I’m planning to build an application which would crawl a part of a local filesystem (a subtree) in a depth-first-search manner and process all files it finds, except for some configurable exceptions.
To give an example, let’s say I have a directory structure like this:
> documents
- generic-doc.txt
> mails
- mail-01.txt
- mail-02.txt
- mail-03.txt
> unread
- mail-04.txt
> invoices
> paid
- invoice-01.pdf
- invoice-02.pdf
> unpaid
- invoice-03.pdf
I also have an exclusion rule like this:
exclude = "documents/mails/unread | documents/invoices"

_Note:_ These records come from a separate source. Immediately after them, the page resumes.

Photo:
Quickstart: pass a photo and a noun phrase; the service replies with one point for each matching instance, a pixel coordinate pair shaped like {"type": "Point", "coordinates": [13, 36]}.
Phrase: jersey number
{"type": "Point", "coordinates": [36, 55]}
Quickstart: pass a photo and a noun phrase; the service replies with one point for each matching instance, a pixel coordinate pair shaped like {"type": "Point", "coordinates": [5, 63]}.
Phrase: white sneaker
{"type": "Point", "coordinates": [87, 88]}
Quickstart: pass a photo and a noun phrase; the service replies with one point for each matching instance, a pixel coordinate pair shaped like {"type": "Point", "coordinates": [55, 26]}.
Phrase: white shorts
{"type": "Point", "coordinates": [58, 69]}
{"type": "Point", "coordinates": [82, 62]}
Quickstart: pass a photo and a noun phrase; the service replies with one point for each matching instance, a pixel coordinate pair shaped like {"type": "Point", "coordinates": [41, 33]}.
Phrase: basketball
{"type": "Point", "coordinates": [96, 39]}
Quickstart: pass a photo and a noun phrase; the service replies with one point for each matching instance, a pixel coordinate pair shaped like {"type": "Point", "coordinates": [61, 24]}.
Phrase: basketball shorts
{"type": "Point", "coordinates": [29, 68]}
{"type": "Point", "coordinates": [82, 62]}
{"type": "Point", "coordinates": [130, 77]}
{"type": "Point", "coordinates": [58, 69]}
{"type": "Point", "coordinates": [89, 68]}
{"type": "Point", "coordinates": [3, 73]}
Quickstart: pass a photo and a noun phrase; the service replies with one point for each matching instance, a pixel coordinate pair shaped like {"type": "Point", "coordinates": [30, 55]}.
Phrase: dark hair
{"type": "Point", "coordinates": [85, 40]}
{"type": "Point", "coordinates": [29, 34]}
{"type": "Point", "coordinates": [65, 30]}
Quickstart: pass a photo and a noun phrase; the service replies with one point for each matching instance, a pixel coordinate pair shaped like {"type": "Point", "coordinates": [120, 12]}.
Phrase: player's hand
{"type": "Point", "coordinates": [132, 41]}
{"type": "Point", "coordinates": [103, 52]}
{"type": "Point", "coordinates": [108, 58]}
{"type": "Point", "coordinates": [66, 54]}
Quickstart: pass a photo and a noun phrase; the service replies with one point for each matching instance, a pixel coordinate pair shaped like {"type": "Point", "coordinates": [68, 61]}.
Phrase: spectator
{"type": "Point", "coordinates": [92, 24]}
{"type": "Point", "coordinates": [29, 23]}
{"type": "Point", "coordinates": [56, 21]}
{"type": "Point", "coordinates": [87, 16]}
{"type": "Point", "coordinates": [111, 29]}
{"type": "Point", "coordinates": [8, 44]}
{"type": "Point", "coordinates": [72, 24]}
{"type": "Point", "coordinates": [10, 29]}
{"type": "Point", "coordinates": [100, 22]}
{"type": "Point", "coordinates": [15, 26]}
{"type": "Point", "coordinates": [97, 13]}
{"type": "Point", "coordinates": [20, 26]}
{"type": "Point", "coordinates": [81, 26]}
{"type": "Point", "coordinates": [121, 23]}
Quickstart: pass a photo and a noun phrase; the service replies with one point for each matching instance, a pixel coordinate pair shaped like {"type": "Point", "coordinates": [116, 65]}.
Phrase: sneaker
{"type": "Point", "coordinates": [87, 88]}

Given these data on input, my application would process the following documents:
- generic-doc.txt
- mail-01.txt
- mail-02.txt
- mail-03.txt
(e.g. it would process all files, except for those located in the documents/mails/unread and documents/invoices folders)
In future, I might need to implement various forms of exlusion rules.
What is the best way to test the implementation of the crawling module (e.g. that when given an exclusion rule, the module would return the correct set of documents)? Can it be done without using a real filesystem?
Extract the exclusion ruling to a separate module/class/object and test that in isolation. Then make sure, that your crawler asks the ExclusionRule before processing a file.
A sketch
Note that there is already the FileFilter that provides a similar service, maybe you can reuse that abstraction.